Pvt. Lamar Lawshe, a supply clerk with the 4th Battalion, 31st Infantry, is accused of going AWOL in 1998. An ongoing investigation into the desertion charge is being conducted and Lt. Col. Webster M. Wright, division public affairs officer, said the case will be addressed by a court-martial.

“The chain of command will look at the series of paperwork, the history of the case — it will all be looked at in its totality and a decision will be made,” Col. Wright said. “He is still a soldier; he has not been discharged. He is back with his unit.”
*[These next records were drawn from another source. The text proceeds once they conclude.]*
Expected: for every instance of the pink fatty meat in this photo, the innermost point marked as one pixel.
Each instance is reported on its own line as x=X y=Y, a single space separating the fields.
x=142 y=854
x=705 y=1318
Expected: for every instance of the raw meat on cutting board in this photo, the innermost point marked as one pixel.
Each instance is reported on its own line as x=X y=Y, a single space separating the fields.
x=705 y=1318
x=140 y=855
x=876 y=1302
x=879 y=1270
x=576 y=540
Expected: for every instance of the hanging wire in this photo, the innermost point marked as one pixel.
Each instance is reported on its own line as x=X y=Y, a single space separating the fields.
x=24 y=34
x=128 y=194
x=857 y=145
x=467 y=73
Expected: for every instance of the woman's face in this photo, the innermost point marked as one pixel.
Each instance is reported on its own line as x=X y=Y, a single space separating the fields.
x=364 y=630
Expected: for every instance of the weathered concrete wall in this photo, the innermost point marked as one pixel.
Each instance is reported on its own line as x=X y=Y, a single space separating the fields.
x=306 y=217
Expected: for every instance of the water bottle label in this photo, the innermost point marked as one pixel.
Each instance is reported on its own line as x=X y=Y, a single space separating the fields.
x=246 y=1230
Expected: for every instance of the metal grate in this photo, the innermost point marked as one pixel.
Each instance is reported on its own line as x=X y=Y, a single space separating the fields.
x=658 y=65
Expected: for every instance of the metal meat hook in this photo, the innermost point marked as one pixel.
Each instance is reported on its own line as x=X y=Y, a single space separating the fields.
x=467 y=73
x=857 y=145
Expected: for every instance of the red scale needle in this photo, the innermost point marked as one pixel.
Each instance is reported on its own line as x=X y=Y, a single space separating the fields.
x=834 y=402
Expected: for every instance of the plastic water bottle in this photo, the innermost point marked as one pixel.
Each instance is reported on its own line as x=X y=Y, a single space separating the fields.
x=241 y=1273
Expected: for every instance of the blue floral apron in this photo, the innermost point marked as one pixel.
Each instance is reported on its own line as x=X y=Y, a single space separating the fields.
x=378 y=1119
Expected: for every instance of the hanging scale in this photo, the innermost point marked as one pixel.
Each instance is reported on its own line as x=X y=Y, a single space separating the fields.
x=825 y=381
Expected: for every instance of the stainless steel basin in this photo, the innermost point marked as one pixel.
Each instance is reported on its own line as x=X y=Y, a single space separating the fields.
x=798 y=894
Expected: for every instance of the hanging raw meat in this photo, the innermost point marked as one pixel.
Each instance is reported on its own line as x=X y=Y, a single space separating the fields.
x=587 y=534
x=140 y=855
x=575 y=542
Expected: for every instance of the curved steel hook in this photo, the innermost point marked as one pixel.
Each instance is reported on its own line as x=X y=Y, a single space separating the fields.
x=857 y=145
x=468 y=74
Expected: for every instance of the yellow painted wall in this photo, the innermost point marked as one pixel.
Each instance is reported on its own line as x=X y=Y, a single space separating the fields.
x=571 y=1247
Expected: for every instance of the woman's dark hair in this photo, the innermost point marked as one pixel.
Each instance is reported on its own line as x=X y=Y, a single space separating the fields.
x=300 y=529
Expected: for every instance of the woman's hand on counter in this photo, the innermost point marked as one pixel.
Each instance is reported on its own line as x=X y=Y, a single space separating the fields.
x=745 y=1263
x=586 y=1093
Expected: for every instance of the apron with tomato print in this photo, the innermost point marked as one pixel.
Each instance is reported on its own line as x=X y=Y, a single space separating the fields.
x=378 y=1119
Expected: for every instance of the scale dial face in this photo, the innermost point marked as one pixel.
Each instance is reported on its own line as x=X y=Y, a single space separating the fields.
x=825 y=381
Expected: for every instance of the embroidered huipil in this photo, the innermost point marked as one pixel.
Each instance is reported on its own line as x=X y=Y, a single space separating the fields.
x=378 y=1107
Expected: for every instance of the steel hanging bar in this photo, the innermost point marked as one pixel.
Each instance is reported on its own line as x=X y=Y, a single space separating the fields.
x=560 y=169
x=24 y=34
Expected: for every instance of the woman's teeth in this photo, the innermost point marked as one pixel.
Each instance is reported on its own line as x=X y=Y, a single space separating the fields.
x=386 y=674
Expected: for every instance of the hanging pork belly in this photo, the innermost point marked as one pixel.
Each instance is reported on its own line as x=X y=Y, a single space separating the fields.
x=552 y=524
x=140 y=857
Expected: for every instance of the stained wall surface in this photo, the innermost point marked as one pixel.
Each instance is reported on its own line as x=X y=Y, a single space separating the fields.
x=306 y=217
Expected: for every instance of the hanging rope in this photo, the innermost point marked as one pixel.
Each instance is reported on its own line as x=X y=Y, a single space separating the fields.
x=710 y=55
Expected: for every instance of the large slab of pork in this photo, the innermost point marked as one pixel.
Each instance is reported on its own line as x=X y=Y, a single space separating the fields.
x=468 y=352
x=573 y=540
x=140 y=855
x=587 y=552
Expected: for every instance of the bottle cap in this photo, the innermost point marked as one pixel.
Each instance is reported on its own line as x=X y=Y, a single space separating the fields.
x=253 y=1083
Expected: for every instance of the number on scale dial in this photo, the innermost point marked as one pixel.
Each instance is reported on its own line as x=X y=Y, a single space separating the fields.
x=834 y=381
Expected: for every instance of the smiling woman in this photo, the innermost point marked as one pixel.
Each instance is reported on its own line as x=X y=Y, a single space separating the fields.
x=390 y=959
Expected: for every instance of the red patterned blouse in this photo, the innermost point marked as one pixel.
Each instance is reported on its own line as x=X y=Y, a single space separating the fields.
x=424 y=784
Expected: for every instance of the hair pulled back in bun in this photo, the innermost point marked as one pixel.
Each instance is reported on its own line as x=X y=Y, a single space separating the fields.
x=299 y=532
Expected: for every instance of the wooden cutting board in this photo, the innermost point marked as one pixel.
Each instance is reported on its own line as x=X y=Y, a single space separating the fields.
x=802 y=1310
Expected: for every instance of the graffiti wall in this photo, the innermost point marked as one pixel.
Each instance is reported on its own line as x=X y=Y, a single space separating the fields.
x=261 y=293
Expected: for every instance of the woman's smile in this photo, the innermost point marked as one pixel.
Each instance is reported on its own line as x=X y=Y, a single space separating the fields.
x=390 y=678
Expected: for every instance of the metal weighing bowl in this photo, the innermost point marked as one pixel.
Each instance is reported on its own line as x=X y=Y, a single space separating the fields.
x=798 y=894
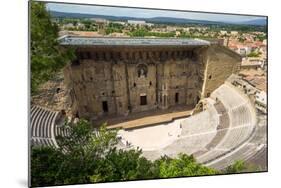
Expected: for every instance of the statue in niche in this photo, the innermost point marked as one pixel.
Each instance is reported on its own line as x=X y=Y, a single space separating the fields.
x=142 y=71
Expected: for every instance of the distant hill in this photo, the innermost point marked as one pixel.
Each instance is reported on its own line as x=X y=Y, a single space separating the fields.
x=260 y=22
x=55 y=14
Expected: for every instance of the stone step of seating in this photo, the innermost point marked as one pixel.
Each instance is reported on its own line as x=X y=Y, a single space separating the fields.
x=223 y=121
x=217 y=139
x=235 y=137
x=42 y=124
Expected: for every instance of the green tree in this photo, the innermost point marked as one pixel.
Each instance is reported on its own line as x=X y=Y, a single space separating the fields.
x=46 y=55
x=87 y=156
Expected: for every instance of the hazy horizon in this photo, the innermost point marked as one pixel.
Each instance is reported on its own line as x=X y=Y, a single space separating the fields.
x=147 y=13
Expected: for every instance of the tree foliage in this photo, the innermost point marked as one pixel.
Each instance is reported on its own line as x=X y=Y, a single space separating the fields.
x=46 y=55
x=87 y=156
x=184 y=165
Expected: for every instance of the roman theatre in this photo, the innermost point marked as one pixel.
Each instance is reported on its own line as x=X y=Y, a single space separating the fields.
x=167 y=96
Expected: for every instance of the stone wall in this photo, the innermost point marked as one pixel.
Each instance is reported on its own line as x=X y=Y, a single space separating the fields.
x=119 y=81
x=110 y=81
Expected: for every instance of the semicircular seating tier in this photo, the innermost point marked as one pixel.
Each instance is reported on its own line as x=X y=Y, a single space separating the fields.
x=43 y=127
x=224 y=127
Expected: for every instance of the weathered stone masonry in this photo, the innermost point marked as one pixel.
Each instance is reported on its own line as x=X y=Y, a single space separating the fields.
x=117 y=76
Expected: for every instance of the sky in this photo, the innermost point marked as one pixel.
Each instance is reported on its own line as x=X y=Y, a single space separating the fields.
x=146 y=13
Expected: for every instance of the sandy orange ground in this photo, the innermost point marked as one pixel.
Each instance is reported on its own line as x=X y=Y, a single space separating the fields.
x=142 y=119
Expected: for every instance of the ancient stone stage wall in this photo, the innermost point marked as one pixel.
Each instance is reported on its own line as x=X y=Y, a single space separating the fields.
x=113 y=80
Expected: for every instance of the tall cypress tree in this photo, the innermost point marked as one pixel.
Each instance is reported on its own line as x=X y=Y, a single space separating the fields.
x=46 y=55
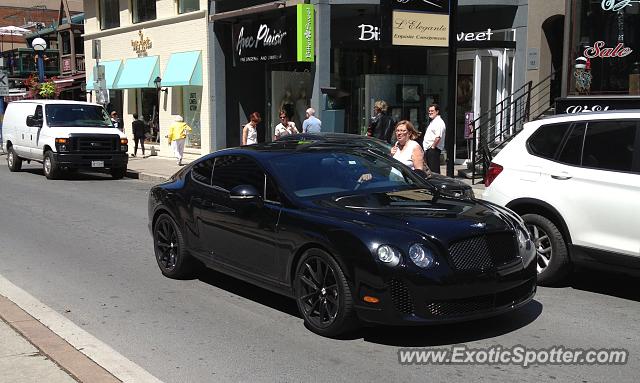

If Pvt. Lawshe is found guilty of deserting the Army, he could face a maximum penalty of dishonorable discharge and up to three years of confinement.

He is being represented by the Federal Practice Group, Washington, D.C., and, according a news release, “Mr. Lawshe separated from the Army in 1998.”

The release claims Fort Drum officials requested that Mr. Lawshe return to post.

Col. Wright said there was a clerical mistake on post in which there was a “failure to process the paperwork” regarding Pvt. Lawshe’s desertion.

“The error was detected and fixed recently and a warrant was issued for his arrest,” Col. Wright said. “That has held up the process, but our records show he went AWOL and regardless of the clerical error, it is a crime. We do have records that state that he went AWOL 13 years ago.”

Col. Wright said Pvt. Lawshe was arrested Oct. 25 following a routine traffic stop by Pittsburgh police. Pvt. Lawshe previously had been charged with desertion before 1998, Col. Wright said, but he did not have the exact dates of the first AWOL charge available Monday.

Desertion is not common at Fort Drum, Col. Wright said, but “it does happen.”

Pvt. Lawshe will remain with his unit on post until a court-martial date is set.